Re-running migrate is always safe if _old/ is clean — the classifier is deterministic and re-pulls your MLproject and scripts. Tiny main.py tweaks are usually faster than a full re-migrate once the project is otherwise good.

15. Bump `author_assessed_status` once you're confident¶

Migrate defaults to yellow. After your smoke tests pass and you've verified against real data, bump to green. If issues are known, drop to orange or red — it's self-assessed and visible to everyone browsing chap-core.

# main.py
model_metadata=ModelMetadata(
    ...,
    author_assessed_status=AssessedStatus.green,
),

16. Commit, but decide what to do with `_old/`¶

_old/ holds your original MLproject, pre-chapkit project metadata, and example data. Two reasonable choices:

Keep it in git (default) — useful while you iterate; you can re-run migrate or port config by hand. A bit of repo bloat.
.gitignore it — tell git to forget it once the migration is stable. Makes the repo cleaner. The generated .gitignore does not ignore _old/ by default; add a line if you want it out.

Either way:

git add -A
git commit -m "chore: migrate MLproject to chapkit"

17. Register with chap-core¶

The generated main.py calls .with_registration(), so when the service starts with SERVICEKIT_ORCHESTRATOR_URL set, it auto-registers with chap-core and sends keepalive pings. Without the env var it silently no-ops.

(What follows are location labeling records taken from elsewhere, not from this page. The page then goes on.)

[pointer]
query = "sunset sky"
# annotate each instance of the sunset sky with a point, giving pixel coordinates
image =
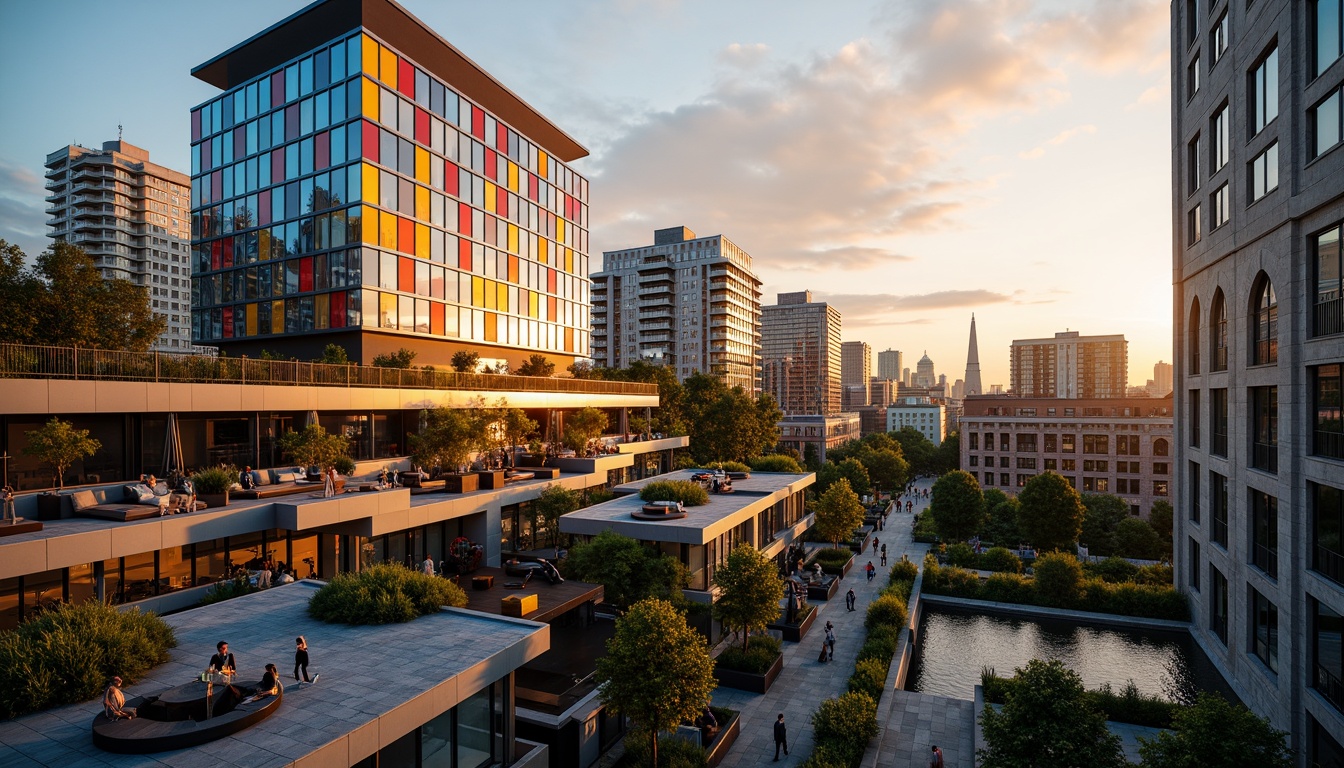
(910, 162)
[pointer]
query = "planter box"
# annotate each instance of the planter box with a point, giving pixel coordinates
(794, 632)
(750, 682)
(460, 483)
(214, 501)
(491, 480)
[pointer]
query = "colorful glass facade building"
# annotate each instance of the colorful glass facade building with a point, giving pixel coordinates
(362, 182)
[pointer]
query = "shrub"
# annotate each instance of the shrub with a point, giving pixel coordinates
(383, 593)
(870, 677)
(1008, 588)
(1000, 560)
(886, 609)
(762, 650)
(214, 480)
(67, 654)
(903, 570)
(686, 491)
(1058, 579)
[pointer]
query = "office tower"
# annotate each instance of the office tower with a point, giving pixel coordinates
(972, 381)
(800, 354)
(1070, 366)
(889, 365)
(131, 218)
(1258, 217)
(855, 370)
(686, 301)
(1161, 378)
(362, 182)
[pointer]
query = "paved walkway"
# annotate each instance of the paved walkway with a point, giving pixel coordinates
(805, 682)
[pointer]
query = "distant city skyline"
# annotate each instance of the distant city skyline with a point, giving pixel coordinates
(950, 152)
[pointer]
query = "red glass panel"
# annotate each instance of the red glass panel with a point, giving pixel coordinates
(421, 127)
(338, 310)
(406, 236)
(406, 275)
(405, 77)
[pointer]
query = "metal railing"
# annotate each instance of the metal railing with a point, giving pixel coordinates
(23, 361)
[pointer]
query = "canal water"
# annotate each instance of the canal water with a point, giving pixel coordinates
(954, 644)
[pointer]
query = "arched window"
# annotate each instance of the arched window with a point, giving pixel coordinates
(1218, 334)
(1265, 324)
(1192, 336)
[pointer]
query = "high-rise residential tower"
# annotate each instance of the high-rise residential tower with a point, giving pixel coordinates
(132, 217)
(972, 385)
(800, 354)
(1258, 219)
(362, 182)
(686, 301)
(890, 365)
(1070, 366)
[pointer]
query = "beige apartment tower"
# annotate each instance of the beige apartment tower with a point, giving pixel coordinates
(132, 217)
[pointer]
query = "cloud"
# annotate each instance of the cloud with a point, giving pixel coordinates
(827, 162)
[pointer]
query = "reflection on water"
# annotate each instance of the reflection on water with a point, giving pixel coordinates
(954, 646)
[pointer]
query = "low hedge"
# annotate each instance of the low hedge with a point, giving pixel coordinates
(70, 653)
(686, 491)
(761, 651)
(383, 593)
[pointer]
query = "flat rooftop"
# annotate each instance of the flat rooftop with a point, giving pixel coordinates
(700, 525)
(376, 683)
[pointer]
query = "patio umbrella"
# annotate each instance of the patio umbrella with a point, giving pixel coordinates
(172, 448)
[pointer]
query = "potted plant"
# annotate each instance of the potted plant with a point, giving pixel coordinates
(213, 484)
(59, 444)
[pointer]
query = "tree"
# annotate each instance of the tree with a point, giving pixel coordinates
(66, 301)
(1046, 720)
(1214, 732)
(1101, 514)
(59, 444)
(536, 366)
(582, 428)
(335, 355)
(655, 696)
(402, 358)
(465, 362)
(957, 506)
(313, 447)
(837, 513)
(549, 507)
(1051, 513)
(750, 591)
(628, 570)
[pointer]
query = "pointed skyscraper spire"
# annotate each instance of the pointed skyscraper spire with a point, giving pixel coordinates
(973, 385)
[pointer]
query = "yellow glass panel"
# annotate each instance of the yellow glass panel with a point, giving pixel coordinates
(422, 164)
(370, 191)
(370, 98)
(422, 203)
(387, 66)
(370, 54)
(422, 241)
(370, 229)
(387, 232)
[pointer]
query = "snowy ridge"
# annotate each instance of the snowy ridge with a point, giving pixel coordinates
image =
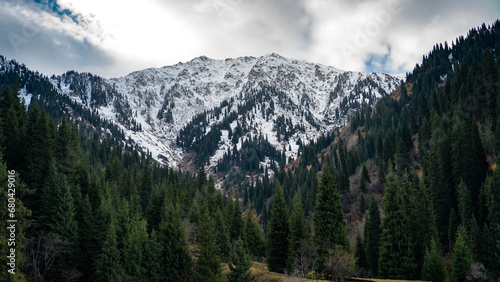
(152, 106)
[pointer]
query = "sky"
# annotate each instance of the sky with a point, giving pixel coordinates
(113, 38)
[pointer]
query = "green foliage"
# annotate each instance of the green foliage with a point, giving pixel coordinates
(434, 267)
(239, 266)
(277, 237)
(360, 251)
(329, 223)
(107, 264)
(396, 259)
(371, 236)
(252, 236)
(299, 231)
(207, 266)
(461, 259)
(176, 259)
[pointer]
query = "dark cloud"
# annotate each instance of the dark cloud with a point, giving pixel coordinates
(97, 36)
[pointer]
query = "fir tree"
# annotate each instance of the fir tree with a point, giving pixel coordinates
(434, 268)
(223, 239)
(176, 259)
(252, 234)
(360, 251)
(207, 267)
(107, 266)
(329, 223)
(239, 267)
(396, 247)
(153, 258)
(371, 236)
(461, 259)
(277, 242)
(299, 231)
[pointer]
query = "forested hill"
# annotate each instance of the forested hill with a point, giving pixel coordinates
(413, 181)
(431, 150)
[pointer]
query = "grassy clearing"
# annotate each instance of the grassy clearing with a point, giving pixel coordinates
(260, 273)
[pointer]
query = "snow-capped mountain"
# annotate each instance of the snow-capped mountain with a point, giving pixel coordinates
(167, 110)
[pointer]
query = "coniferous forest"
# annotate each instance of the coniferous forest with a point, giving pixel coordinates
(408, 190)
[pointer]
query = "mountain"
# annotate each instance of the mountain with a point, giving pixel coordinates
(171, 110)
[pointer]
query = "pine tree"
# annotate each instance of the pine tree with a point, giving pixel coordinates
(223, 238)
(107, 266)
(237, 221)
(299, 231)
(239, 267)
(371, 236)
(329, 223)
(252, 234)
(461, 259)
(146, 185)
(22, 215)
(396, 247)
(153, 258)
(207, 267)
(360, 251)
(277, 239)
(176, 259)
(434, 267)
(135, 260)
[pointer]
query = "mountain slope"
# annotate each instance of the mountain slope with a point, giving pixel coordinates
(157, 108)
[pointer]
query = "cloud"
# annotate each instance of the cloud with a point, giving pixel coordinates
(112, 38)
(49, 42)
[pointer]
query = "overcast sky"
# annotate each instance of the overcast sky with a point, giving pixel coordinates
(112, 38)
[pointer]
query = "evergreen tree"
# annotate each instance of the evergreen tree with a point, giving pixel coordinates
(223, 238)
(360, 251)
(396, 259)
(277, 239)
(461, 259)
(252, 234)
(299, 231)
(146, 185)
(371, 236)
(153, 258)
(237, 221)
(107, 264)
(135, 260)
(434, 267)
(329, 223)
(239, 267)
(176, 259)
(207, 267)
(22, 215)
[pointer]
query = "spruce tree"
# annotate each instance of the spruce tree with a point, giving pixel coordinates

Typical compose-based setup (runs your model alongside a chap-core instance):

services:
  my-model:
    build: .
    environment:
      SERVICEKIT_ORCHESTRATOR_URL: http://chap:8000/v2/services/$$register
      # SERVICEKIT_REGISTRATION_KEY: ${SERVICEKIT_REGISTRATION_KEY:-}   # optional shared secret
    depends_on:
      chap:
        condition: service_healthy

18. Publish the image¶

Push to a registry you control (typically GitHub Container Registry):

docker tag my-model ghcr.io/your-org/my-model:latest
docker push ghcr.io/your-org/my-model:latest

Point the image: in your production compose file at the tag, and you're live.

19. Retire `_old/` once you're done¶

Once the migrated project has been running cleanly for a release cycle and nothing in _old/ is relevant anymore:

git rm -r _old/
git commit -m "chore: drop _old/ now that migration is stable"

If a future teammate asks what used to live there, the commit history has the answer.